Lumity’s Dr. Sara Palmer Hussey, PhD, explains: “Hair follicles are tube-like structures that extend from the lower levels of the skin to the surface. At their base is the bulb; its cells divide every 1 to 3 days, faster than any other cells in the body. The follicle is surrounded by a hair shaft made of layers of hard protein called keratin. The lower layers contain the hair’s pigment, giving it its colour. The hair cycle involves a growing stage, a resting stage and a shedding stage. At any one time, hairs on our head will be in all different stages of their cycle, so that they don’t all shed at once, for example, as they do in other mammals.

“In the growing stage, the cells in the bulb divide rapidly to produce a new hair that when pushed outward will push out the previous hair that is no longer growing. Scalp hair can stay in this active phase for 2-6 years, so that hair can grow long. Body hair has a much shorter active phase of 30 to 45 days, which explains why eyelashes, eyebrows, body hair are shorter than the hair on your head.

“The active phase is followed by a resting phase of about 18 weeks in which the sheath shrinks and creates what is known as a club hair at the root that will be shed in the shedding phase.

“Causes, such as stress, menopause, illness, poor diet or a combination of all four, which accelerates ageing, extend the resting phase and shorten the growing phase, so that hairs do not grow as long anymore and thinning occurs. A hair follicle is programmed to have a certain number of cycles before dying, so if the growth cycle becomes shorter, that hair follicle will die sooner.”
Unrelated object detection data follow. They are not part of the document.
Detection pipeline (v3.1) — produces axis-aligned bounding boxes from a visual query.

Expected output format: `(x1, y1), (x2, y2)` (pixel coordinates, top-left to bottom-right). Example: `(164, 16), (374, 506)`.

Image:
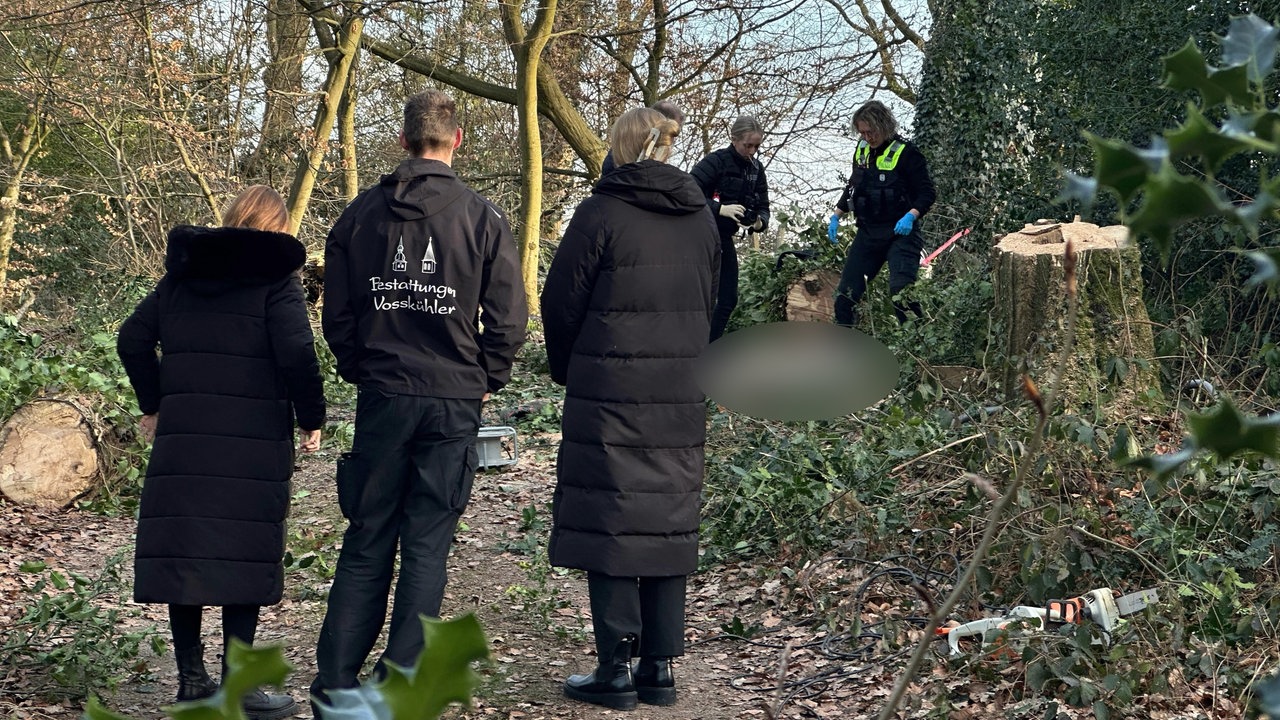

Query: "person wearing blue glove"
(893, 211), (915, 234)
(827, 100), (937, 327)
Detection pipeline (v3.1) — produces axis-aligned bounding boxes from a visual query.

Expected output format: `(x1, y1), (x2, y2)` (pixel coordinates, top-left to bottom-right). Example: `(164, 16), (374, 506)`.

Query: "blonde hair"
(609, 108), (680, 165)
(223, 184), (289, 232)
(849, 100), (897, 140)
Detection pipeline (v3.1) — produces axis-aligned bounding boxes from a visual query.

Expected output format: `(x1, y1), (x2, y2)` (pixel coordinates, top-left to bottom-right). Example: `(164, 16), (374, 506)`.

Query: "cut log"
(0, 398), (99, 509)
(992, 218), (1158, 409)
(786, 270), (840, 323)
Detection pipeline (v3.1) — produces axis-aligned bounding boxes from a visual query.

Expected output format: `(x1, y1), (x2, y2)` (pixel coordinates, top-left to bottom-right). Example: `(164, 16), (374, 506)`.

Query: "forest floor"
(0, 427), (1242, 720)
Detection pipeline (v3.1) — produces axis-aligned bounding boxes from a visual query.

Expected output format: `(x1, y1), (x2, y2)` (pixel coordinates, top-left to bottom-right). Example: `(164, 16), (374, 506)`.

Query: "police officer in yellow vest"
(828, 100), (937, 327)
With the science in mind, be kind to your hair. We’ve looked at practical ways to minimise stress before; you could try office yoga or look at these six ways to cut back on workplace stress, you could try aromatherapy, and if you decide to embrace hormone balance sooner, rather than later you might just find that perimenopause will be a really positive time in your life. If you want to overhaul your diet, eating the way they do on the Mediterranean is a great, and delicious place to start.